Read in Legal Action September 2021
‘This book may be short but it packs a big punch. It takes you by the hand and guides you through the pitfalls that await the unwary … Each new judge, or ‘appropriate judge’ I should say, should be given a copy of this book. It provides the perfect introduction to the complexities of the work ahead.’
Mrs Justice Arbuthnot DBE from her foreword
Reviews of previous editions:
‘The existing works on extradition are weighty tomes which should, as they say, 'be on the shelves of every good law library'. However, there is now no need for the practitioner to break the bank by purchasing one or break one's back by lugging it to court. As of 2014 Grange and Niblock is the one essential work.’ Law Society Gazette
'The beauty of this book though is not just in its clear and accurate analysis of the law, but for its practical emphasis … It is now very difficult to envisage why any competent advocate would go to Westminster Magistrates' Court without having installed this relatively compact (and ridiculously cheap) book on their phone or other electronic device of choice. The authors have done an absolutely splendid job - well done! ' Andrew Keogh, Crimeline
Extradition law: a practitioner’s guide is an essential guide to extradition law for those representing requested persons. it balances a clear and thorough explanation of the law with practical tips on representing the client and preparing the case.

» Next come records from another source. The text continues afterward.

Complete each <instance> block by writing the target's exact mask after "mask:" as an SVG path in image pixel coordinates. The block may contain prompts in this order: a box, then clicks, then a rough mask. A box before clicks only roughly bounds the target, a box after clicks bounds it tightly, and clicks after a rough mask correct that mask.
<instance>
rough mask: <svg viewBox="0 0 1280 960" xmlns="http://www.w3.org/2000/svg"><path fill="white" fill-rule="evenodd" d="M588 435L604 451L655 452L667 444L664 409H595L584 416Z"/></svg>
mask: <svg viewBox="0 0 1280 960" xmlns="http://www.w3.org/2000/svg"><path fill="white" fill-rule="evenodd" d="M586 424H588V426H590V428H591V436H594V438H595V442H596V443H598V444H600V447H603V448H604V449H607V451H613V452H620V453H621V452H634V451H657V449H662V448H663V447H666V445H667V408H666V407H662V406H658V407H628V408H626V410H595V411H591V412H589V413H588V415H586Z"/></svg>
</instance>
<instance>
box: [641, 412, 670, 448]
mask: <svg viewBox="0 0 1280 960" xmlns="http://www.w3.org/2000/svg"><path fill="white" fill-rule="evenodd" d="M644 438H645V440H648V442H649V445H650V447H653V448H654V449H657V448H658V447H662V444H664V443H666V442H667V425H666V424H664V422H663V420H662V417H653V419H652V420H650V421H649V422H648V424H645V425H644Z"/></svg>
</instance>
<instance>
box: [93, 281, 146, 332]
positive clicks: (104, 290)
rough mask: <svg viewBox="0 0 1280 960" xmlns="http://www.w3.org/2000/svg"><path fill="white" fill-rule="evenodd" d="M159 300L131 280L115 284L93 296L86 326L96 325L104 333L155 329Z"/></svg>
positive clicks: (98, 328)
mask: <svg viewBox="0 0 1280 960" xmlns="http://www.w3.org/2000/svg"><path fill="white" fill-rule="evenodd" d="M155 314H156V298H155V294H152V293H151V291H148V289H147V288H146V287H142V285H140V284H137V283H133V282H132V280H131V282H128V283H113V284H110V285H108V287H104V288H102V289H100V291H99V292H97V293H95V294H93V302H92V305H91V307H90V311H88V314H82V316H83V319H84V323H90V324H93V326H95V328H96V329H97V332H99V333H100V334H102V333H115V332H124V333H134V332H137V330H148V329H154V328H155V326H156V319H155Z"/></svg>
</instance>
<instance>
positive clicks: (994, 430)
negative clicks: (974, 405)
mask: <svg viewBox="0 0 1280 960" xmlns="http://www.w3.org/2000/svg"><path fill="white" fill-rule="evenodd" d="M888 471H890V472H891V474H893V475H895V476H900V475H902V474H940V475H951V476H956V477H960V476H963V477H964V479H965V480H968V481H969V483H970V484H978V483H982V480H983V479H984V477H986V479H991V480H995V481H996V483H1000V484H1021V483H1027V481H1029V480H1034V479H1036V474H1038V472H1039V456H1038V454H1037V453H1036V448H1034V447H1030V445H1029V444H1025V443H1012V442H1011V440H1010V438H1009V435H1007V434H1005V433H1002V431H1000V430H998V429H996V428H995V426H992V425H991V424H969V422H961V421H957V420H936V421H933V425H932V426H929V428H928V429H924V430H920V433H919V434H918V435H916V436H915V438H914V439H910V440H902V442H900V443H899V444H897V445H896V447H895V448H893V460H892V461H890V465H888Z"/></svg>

The authors have extensive experience of defending individuals in extradition hearings and appeals and understand the need for a practical, accessible and easy to navigate handbook for both new and seasoned practitioners. Extradition law takes the reader on a step-by-step journey through the first extradition hearing with bail considerations, on to a contested hearing, and to an appeal hearing. It considers both Part 1 (Arrest Warrant) and Part 2 cases.

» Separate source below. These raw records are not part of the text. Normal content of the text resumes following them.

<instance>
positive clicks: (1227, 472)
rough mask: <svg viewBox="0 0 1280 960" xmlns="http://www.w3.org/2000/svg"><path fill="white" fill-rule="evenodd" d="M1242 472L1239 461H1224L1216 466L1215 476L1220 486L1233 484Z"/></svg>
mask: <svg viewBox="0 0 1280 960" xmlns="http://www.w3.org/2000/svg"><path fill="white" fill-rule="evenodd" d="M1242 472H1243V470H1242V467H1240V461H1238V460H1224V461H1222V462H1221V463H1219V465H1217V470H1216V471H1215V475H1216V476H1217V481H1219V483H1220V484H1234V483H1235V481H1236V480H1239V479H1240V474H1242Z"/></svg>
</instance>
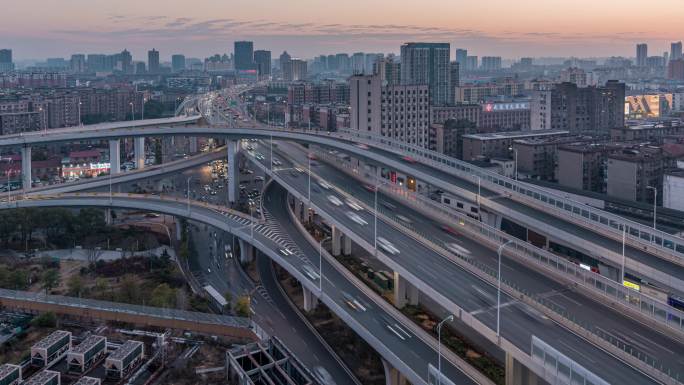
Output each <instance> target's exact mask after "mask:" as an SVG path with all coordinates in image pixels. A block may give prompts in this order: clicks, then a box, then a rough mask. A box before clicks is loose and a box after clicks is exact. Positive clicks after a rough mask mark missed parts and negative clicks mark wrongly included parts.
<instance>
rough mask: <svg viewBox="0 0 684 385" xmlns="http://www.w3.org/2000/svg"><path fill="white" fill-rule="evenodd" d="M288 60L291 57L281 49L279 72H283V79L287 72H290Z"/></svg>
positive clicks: (286, 76)
mask: <svg viewBox="0 0 684 385" xmlns="http://www.w3.org/2000/svg"><path fill="white" fill-rule="evenodd" d="M290 60H292V57H291V56H290V54H289V53H287V51H283V53H281V54H280V58H279V62H280V72H281V73H282V74H283V79H285V80H287V79H286V78H287V74H288V73H291V72H292V67H291V64H292V63H290Z"/></svg>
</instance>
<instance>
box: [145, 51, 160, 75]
mask: <svg viewBox="0 0 684 385" xmlns="http://www.w3.org/2000/svg"><path fill="white" fill-rule="evenodd" d="M147 71H148V72H149V73H151V74H158V73H159V51H157V50H156V49H154V48H152V50H151V51H147Z"/></svg>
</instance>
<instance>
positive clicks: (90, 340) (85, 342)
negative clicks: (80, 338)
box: [71, 335, 106, 354]
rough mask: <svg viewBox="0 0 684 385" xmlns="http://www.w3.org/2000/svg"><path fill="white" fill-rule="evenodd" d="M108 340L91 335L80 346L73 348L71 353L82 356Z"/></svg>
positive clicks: (80, 343) (88, 336)
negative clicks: (91, 349)
mask: <svg viewBox="0 0 684 385" xmlns="http://www.w3.org/2000/svg"><path fill="white" fill-rule="evenodd" d="M103 340H106V339H105V337H102V336H98V335H91V336H88V338H86V339H84V340H83V341H82V342H81V343H80V344H78V345H77V346H74V347H73V348H71V353H76V354H82V353H85V352H87V351H88V350H90V349H91V348H92V347H93V346H95V345H97V344H98V343H100V342H101V341H103Z"/></svg>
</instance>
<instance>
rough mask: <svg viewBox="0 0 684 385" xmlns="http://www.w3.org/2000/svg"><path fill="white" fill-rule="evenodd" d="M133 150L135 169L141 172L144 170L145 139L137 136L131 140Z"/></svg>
mask: <svg viewBox="0 0 684 385" xmlns="http://www.w3.org/2000/svg"><path fill="white" fill-rule="evenodd" d="M133 150H134V152H135V168H136V169H138V170H142V169H144V168H145V137H144V136H139V137H136V138H135V139H133Z"/></svg>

This edition includes all the changes to extradition law post-Brexit as set out in the surrender provisions of the Trade and Cooperation Agreement (TCA) between the United Kingdom and the European Union. The third edition includes:
•consideration of key points of uncertainty arising from the new surrender arrangements post-Brexit
•a new chapter looking in detail at the arrest warrant under the surrender provisions in the TCA
•a new section on proportionality in light of the TCA
•a revised chapter on human rights
•the latest case law on bars to extradition and grounds for refusal under the TCA
•updated guidance on extradition requests from outside the European Union
•revised chapters on how to deal with an initial hearing under the Extradition Act 2003, preparing for a contested extradition hearing and the contested extradition hearing itself
•an updated chapter on appeals, including latest guidance from the Administrative Court
Contents include: Practical considerations; Looking at a TCA arrest warrant; Attending the client; Bars to extradition; Human rights and proportionality; The initial hearing in arrest warrant cases; Extradition requests from outside the European Union (EA 2003 Part 2 requests); Preparing for the contested hearing; The contested extradition hearing; Appeals; Ancillary matters
Extradition law: a practitioner’s guide is written with the duty solicitor in mind but is essential reading for all solicitors, barristers and appropriate judges acting in extradition proceedings, from the magistrates’ court to the High Court.